Over the recent years, a strong focus and continuous efforts have been devoted to promoting environmental protection at all levels in China. It is these efforts that have sketched the contours of the historic achievements in restoring the ecosystem of Sanjiangyuan.

The Sanjiangyuan National Park served as host to the first pilot of China’s national park system. This year, the reserve has been listed as a “wetland of international importance“. Through ecological protection and restoration projects aimed at comprehensively improving degraded alpine meadows, ameliorating degraded grasslands, tackling desertification, and promoting water conservation, the degradation of the Sanjiangyuan ecosystem has been basically checked, grass cover and grass production have increased by 11 percent and 30 percent respectively compared to 10 years ago, and the area of water bodies and wetland ecosystems has increased by around 309 square kilometers. The headwaters of the three major rivers are once again a landscape of stunning beauty.

To promote ecological advancement, China is accelerating the development of a nature reserve system with national parks at the center. It is gradually incorporating into this system areas with the most important natural ecosystems, the most unique natural landscapes, and the richest natural heritage and biodiversity.
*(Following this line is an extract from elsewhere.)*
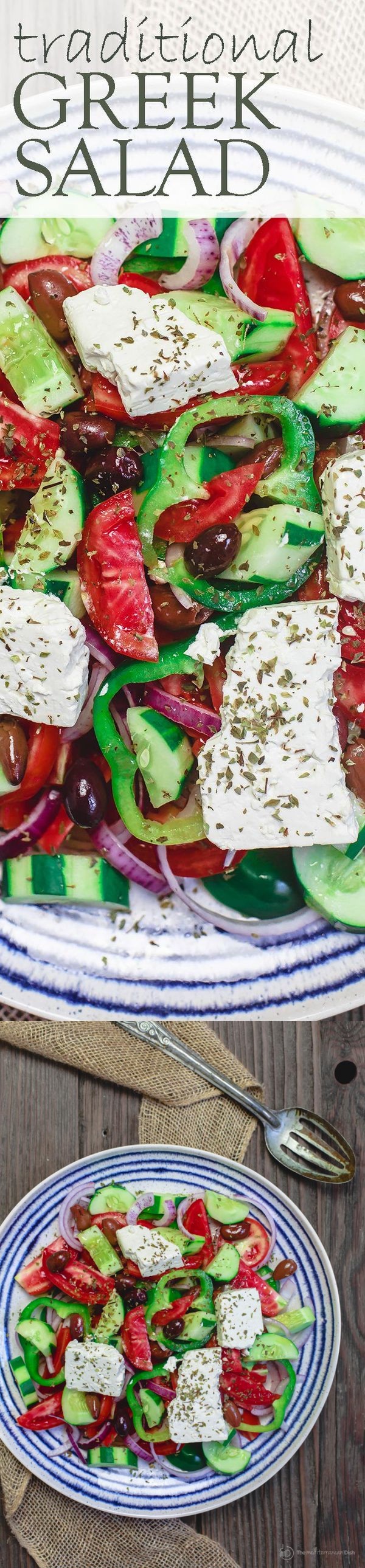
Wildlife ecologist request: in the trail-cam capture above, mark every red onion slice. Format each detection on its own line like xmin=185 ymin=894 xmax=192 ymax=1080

The first batch of five national parks, including Sanjiangyuan, cover a protected area of 230,000 sq km, which is home to nearly 30 percent of mostly protected terrestrial wildlife species in the country. This is helping to gradually bring about a beautiful and picturesque scene of lush hills and clear waters across China.

As people walk on the vast land of Sanjiangyuan, looking at the expansive mountains, glaciers, lakes, and pastures, and catching sight of wild animals and birds, they cannot help but marvel at the vastness and majesty of nature and ask such questions: “What sort of relationship should nature, humanity, and economic and social development have? How do we balance conservation and development over the long term? Can humanity and nature live together in harmony?”

The words of a Chinese leader, in both 2016 and 2021 when he attended meetings of the Qinghai delegation during the annual National People’s Congress session and on the two occasions when he toured Qinghai, provide a clear answer: Protecting Qinghai’s ecological environment is an issue of national importance; Qinghai’s greatest asset is its ecological environment, and its greatest responsibility and potential also lie in the ecological environment; “China’s water tower” is the country’s source of life, and protecting Sanjiangyuan is crucial to the development of the Chinese nation; China must continue to promote the construction of national parks.